Re: the Soviet Union and the quality of life

Thu, 22 Jan 1998 10:37:07 -0500 (EST)
Andrew Wayne Austin (aaustin@utkux.utcc.utk.edu)

Dennis,

The prison system and labor camps did not constitute a very large
proportion of the population in USSR, particularly when compared to the
prison system and labor camps of the United States (and I think a
comparative basis is important here). Considering size of population the
United States has a much more extensive system. Even at the height of the
Purges, the US system is comparatively much bigger. The prison system in
Russia was an extension *in time* of the system Russians were accustomed
to. Crime and punishment are also culturally relative things. The "gulags"
system has been greatly exaggerated. One only wonders the comical degree
of disappointment shared by the corporate media when after the "fall of
communism" there were no hoards of skinny, starving, and diseased masses
stumbling from non-existent concentration camps.
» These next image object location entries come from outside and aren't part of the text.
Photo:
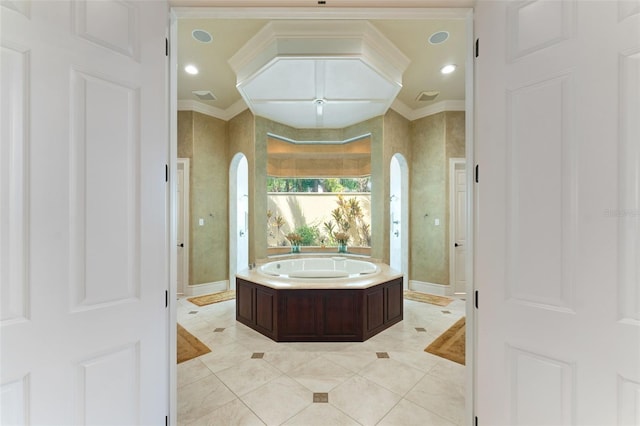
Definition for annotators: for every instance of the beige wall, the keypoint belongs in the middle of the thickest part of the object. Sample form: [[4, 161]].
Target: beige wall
[[435, 139], [426, 144], [203, 139]]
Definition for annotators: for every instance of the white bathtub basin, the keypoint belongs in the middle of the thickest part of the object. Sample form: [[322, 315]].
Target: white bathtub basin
[[319, 268]]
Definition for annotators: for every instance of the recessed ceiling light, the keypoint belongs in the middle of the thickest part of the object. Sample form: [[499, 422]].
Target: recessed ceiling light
[[191, 69], [204, 95], [448, 69], [427, 96], [439, 37], [202, 36]]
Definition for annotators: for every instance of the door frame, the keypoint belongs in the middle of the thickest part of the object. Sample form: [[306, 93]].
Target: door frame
[[397, 13], [403, 166], [184, 164], [234, 192], [454, 165]]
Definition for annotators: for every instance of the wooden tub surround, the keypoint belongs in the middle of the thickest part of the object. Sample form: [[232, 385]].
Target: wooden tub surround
[[322, 310]]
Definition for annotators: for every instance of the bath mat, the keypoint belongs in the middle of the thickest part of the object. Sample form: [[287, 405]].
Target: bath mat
[[427, 298], [189, 346], [208, 299], [450, 344]]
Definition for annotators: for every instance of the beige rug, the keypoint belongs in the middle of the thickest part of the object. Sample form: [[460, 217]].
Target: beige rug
[[189, 346], [450, 344], [208, 299], [427, 298]]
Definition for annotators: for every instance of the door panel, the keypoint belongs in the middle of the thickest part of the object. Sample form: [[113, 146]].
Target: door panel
[[460, 229], [556, 219], [84, 235]]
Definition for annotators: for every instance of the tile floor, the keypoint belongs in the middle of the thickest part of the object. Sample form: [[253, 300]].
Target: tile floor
[[247, 379]]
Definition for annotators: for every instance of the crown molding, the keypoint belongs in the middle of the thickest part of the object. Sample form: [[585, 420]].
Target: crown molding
[[397, 105], [222, 114], [202, 12]]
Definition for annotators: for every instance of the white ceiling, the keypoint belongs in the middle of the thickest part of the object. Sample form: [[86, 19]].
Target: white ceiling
[[408, 35]]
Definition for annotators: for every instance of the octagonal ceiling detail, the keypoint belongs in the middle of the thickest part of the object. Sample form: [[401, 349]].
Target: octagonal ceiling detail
[[319, 74]]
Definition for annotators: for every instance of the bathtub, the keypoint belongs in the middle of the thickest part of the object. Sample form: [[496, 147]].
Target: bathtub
[[319, 299], [319, 268]]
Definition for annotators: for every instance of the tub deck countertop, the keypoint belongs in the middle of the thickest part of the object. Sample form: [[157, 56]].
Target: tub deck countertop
[[363, 281]]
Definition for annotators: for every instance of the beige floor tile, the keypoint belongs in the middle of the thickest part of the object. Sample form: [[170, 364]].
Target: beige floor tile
[[393, 375], [320, 375], [354, 361], [420, 360], [439, 396], [248, 375], [259, 391], [232, 413], [190, 371], [321, 415], [201, 397], [225, 356], [286, 361], [407, 413], [363, 400], [278, 400]]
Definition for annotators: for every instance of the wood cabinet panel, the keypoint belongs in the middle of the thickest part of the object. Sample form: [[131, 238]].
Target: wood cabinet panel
[[322, 315], [265, 309]]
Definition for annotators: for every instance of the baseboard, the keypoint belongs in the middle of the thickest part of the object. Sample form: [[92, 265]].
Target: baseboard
[[430, 288], [206, 288]]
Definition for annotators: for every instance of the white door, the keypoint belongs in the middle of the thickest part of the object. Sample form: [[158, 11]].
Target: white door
[[84, 213], [458, 226], [182, 229], [242, 230], [399, 216], [395, 211], [238, 217], [558, 242]]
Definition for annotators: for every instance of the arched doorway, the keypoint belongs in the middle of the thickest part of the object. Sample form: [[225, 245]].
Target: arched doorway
[[399, 216], [238, 216]]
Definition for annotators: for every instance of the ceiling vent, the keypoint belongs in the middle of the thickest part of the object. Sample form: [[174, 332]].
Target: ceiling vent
[[427, 96], [202, 36], [439, 37], [204, 95], [319, 74]]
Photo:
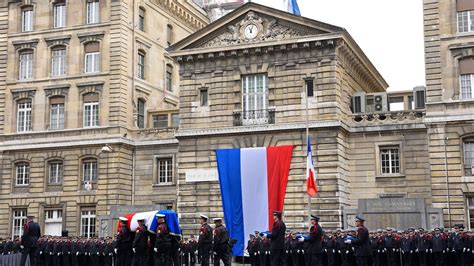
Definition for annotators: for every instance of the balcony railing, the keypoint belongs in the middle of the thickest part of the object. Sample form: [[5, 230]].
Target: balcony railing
[[254, 117]]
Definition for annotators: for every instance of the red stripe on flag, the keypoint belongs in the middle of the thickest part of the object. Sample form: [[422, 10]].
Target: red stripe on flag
[[278, 168]]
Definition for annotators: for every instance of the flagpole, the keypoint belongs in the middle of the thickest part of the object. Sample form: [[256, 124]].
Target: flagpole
[[307, 144]]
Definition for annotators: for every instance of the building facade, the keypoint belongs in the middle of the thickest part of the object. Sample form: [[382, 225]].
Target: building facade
[[86, 88]]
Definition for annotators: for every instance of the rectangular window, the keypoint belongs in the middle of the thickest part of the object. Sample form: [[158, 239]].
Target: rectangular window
[[469, 157], [93, 11], [390, 160], [26, 65], [58, 62], [165, 170], [22, 174], [18, 221], [88, 223], [169, 77], [466, 21], [89, 169], [203, 97], [91, 114], [27, 20], [141, 65], [175, 120], [59, 15], [160, 121], [92, 61], [467, 86], [56, 116], [141, 114], [24, 117], [55, 173], [309, 84]]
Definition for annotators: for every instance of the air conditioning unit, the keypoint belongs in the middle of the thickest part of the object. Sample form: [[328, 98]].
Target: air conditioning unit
[[380, 102], [358, 103]]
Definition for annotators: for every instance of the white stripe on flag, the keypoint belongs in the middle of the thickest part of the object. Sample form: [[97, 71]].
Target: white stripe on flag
[[254, 180]]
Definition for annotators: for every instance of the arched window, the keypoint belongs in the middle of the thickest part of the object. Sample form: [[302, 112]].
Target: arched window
[[91, 57]]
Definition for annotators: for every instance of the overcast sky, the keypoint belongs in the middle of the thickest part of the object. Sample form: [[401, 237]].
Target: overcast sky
[[389, 32]]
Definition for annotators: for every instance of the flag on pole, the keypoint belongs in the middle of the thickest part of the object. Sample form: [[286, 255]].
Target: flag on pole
[[293, 7], [310, 173], [253, 184]]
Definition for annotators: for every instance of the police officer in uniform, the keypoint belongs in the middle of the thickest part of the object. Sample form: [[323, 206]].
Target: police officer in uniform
[[277, 240], [315, 238], [361, 243], [29, 241], [163, 242], [140, 244], [221, 243], [205, 240]]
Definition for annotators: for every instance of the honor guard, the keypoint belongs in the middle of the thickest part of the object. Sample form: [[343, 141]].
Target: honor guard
[[205, 240]]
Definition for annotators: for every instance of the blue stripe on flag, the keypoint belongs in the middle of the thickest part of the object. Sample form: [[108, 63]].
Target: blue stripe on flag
[[228, 165]]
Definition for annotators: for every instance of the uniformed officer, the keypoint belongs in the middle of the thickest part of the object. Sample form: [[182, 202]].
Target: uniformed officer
[[205, 240], [315, 238], [221, 243], [362, 243], [123, 244], [29, 241], [140, 244], [163, 242], [277, 240]]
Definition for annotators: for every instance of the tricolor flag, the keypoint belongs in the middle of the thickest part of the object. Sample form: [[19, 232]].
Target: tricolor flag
[[151, 222], [311, 187], [293, 7], [253, 185]]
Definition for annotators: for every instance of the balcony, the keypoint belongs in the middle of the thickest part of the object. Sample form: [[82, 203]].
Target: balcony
[[254, 117]]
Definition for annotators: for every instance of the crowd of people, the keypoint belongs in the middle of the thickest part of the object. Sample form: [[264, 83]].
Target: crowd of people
[[280, 247]]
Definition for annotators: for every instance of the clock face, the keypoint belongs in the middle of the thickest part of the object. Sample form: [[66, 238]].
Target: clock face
[[251, 31]]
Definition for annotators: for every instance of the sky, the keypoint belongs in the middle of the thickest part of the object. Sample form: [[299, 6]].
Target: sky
[[389, 32]]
Probably almost as much
as when the police files showed such a small amount of people executed
(small in relation to the wild claims made by ideologues guessing from
Stalin's fingers), and among them criminals and Nazi prisoners. But can
this imagined disappointment match the embarrassment of Vaclac Havel, who
in 1989 released two-third of Czechoslovakian "gulag" population (under
the assumption that they were oppressed masses) only to find he had
unleashed seasoned criminal upon the population?! The idea that the
Russian gulag system provided a Keynesian stimulus is, frankly, laughable;
the system was nothing like the prison *industry* in the "advanced
western" countries. The wartime conditions were exceptional (and
successful). The impact of Solzhenitsyn on the US consciousness is a
testament to the deceptive power of the anecdote. A lot of "captive
nations" rhetoric is sneaking into this discussion. I think people need to
be more critical of their assumptions.